The ACLU notes that Amazon's billing of the technology as able to track people of interest could haunt people who are already considered suspicious by the government, such as undocumented immigrants and black activists.

In the US, there are no laws that bar law enforcement from using real-time facial recognition, but the technology - and the use of artificial intelligence for surveillance purposes - remains controversial.

"Amazon's Rekognition raises profound civil liberties and civil rights concerns", the ACLU said today.

The details about Amazon's program illustrate the sprawl of cutting-edge technologies deep into American society - often without public vetting or debate. "Amazon should not be in the business of providing surveillance systems like Rekognition to the government".

While Rekognition has been used by police in Washington County, Oregon to search for suspects for the past year and a half, according to Amazon, the newly-released documents reveal the extent to which mass surveillance programs are being developed with Amazon's cooperation.

In one email, an account manager for Amazon Web Services eagerly offered up his or her services to a Washington County, Oregon, employee: "I am the Account Manager for AWS covering Oregon, and I noticed that you were leveraging our new Rekognition service. Once powerful surveillance systems like these are built and deployed, the harm will be extremely hard to undo". "The authorized cameras are then streaming the data", he said. In fact, the Rekognition page makes mention of the City of Orlando as one of its customers, but documents obtained by the ACLU paint a more detailed picture. The documents [PDF] obtained by the ACLU show Amazon has been congratulated by local law enforcement officials for a "first-of-its-kind public-private partnership", thanks to its deployment efforts.

The ACLU filed public records requests for Amazon's communications with Orlando and another Rekognition customer, the Washington County Sheriff's Office, near Portland, Ore.
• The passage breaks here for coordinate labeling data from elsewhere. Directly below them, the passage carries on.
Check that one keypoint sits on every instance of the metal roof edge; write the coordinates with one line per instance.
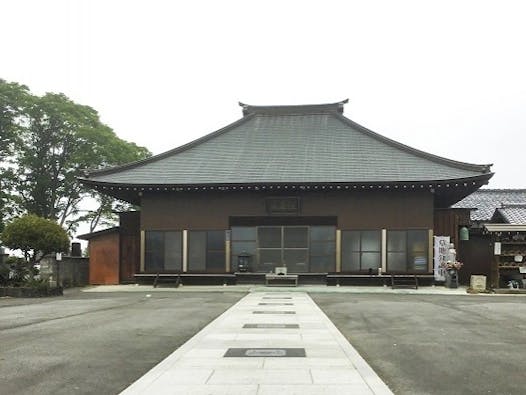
(450, 182)
(504, 227)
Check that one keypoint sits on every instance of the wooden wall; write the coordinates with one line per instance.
(129, 245)
(354, 210)
(104, 259)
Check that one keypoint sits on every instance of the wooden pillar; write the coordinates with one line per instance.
(384, 250)
(185, 251)
(338, 250)
(227, 252)
(430, 262)
(142, 250)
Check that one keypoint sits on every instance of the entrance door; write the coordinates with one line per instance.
(283, 246)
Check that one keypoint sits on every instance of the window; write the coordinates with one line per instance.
(243, 241)
(361, 250)
(163, 251)
(322, 249)
(206, 250)
(407, 250)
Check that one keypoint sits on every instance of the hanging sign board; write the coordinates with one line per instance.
(441, 244)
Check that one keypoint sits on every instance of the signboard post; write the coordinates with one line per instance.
(441, 244)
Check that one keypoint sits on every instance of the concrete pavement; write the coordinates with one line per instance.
(289, 323)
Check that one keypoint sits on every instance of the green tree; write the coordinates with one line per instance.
(35, 237)
(57, 140)
(14, 99)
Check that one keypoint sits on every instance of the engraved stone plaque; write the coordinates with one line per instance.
(265, 352)
(273, 312)
(277, 297)
(276, 304)
(271, 326)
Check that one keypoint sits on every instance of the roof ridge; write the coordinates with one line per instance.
(293, 109)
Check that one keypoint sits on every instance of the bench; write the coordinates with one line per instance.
(281, 280)
(194, 278)
(396, 280)
(404, 281)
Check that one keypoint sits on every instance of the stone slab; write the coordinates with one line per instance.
(266, 352)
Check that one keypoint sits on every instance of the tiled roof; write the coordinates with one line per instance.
(294, 144)
(509, 203)
(513, 215)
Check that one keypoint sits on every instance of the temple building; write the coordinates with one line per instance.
(301, 187)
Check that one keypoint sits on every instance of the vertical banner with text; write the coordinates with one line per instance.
(441, 256)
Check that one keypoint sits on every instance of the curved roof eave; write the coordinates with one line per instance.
(182, 148)
(484, 168)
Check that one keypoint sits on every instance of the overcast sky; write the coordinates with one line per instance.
(447, 77)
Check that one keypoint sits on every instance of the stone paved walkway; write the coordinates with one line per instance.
(270, 325)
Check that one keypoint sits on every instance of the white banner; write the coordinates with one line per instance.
(441, 256)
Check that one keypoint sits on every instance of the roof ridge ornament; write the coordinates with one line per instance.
(295, 109)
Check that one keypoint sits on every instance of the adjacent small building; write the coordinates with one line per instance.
(497, 243)
(296, 186)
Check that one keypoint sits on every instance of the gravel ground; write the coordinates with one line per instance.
(420, 344)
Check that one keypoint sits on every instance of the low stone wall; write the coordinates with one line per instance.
(71, 271)
(22, 292)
This isn't a case of an outside party making opportunistic use of an emerging technology.

Chris Adzima, the office's senior information systems analyst, told conference attendees how he uploaded around 300,000 mugshot images into the S3 cloud and indexed them with Rekognition.

What we learned from the records: for far less than the monthly cost of Amazon Prime, a law enforcement agency can build a face surveillance system.
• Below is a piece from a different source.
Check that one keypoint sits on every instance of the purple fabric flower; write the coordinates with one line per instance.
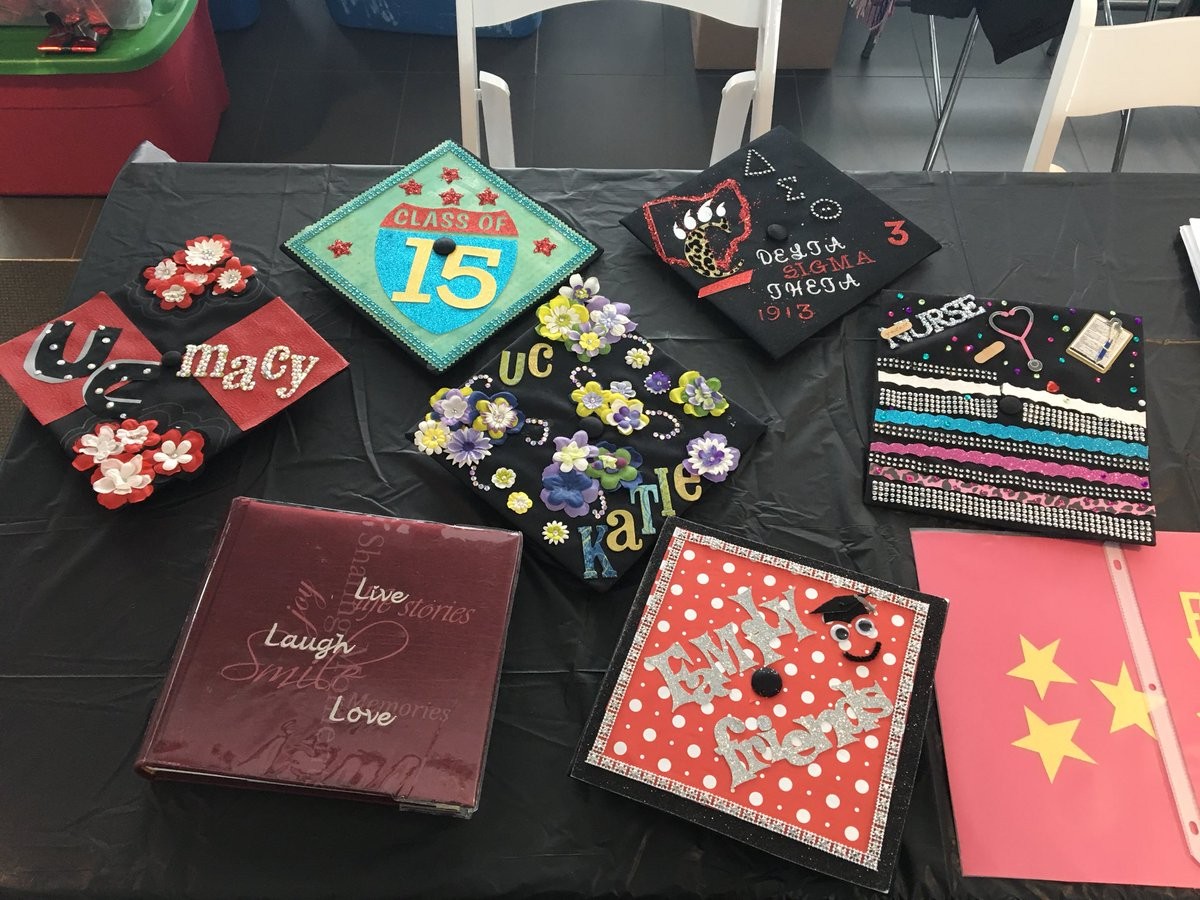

The ACLU investigation found that Amazon has not been content to simply market and sell Rekognition to law enforcement agencies-it is also offering "company resources to help government agencies deploy" the tool. The Orlando Police Department is not using the technology in an investigative capacity or in any public spaces at this time.

Right now police departments in Orlando and OR are using the technology.

"Seconds saved in the field can make the difference in saving a life", Chris Adzima, an analyst in the Washington County Sheriff's Office in OR, said in the blog post.